Simpson Thacher recently represented the initial purchasers and lenders in connection with a $6.2 billion refinancing of the Howden Group. The refinancing included a notes offering consisting of a Rule 144A and Regulation S offering of $1.0 billion of 7.250% senior secured notes due 2031 and $500 million of 8.125% senior notes due 2032 (together, the “Notes”), the establishment of a new $2.925 billion first-lien dollar term loan and a new €900 million first-lien euro term loan (together, the “New Credit Facilities”), the amendment and restatement of Howden Group’s existing credit agreement, as well as the increase of its revolving credit facility to £630 million.

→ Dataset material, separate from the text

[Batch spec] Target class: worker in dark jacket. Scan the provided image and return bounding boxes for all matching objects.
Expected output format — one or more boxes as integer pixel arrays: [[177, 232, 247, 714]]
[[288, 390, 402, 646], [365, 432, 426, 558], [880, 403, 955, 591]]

The net proceeds from the issue of the Notes, along with the proceeds from the New Credit Facilities, were used (i) to refinance a portion of existing first-lien term borrowings and repay in full second-lien term borrowings under Howden’s existing credit agreement and (ii) for general corporate purposes.
Howden is a leading (re-)insurance intermediary with a global footprint, delivering retail, specialty and wholesale broking services, as well as reinsurance and underwriting solutions.
The Simpson Thacher team included Gil Strauss, Iakovos Anagnostopoulos and Julia Szinovatz (Capital Markets); Patrick Ryan, Stephanie Rotter, Dennis Durkin, Roman Ibragimov, Joel Kushner and Ashley Jaramillo (NY Credit); Antti Pesonen, Siân Perez, Charley Xu and Tom Lort (UK Credit); Sarah Lindley, Meredith Jones, Michael Mann, Sefia Jivraj, Kris Liu and Jenna Al-Malawi (Tax); Jeanne Annarumma (ERISA); Jonathan Pall (Collateral); and Pasco Struhs (ECEB).